Under the latest revised regional aid proposals Ireland stands to receive at least pounds 500m less between now and 1999 than the pounds 7.84bn Dublin insists has been committed. Denying he had broken his word, Mr Delors said Ireland would receive what was promised, but said this came to only pounds 7.3bn.

The row is the most heated to have arisen between Dublin and Brussels in the 20 years since the Irish voted to join the Community. The issue today goes before EC commissioners who will hear the Regional Affairs Commissioner, Bruce Millan, argue that Brussels has insufficient cash to meet its commitments to the four poorest nations in July. Commissioners are expected to vote 16-1 against Ireland getting the amount it claims.

In the Dail yesterday Albert Reynolds looked more shaken than at any time since assuming the premier's post last year as he faced questions on the Millan proposals.
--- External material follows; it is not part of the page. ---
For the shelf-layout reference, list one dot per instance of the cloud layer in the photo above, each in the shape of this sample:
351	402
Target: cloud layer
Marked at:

The Foreign Minister, Dick Spring, was noticeably testy. He insisted the Development Plan 'would be implemented in full' and said he had every confidence that Mr Delors entered 'an honourable agreement in good faith'.

He hinted that Community accounting systems may have caused confusion and underlined his faith in 'the quality' of Irish submissions, suggesting that Dublin's arithmetic may have leaned towards the optimistic in drawing down the maximum support levels.

Ireland, which receives nearly pounds 3m a day from the EC structural funds, is recognised as having possibly the best record of putting EC regional spending to good use. By contrast in Greece and Portugal, which receive nearly pounds 7m a day, the EC funds often go astray or fuel inflation.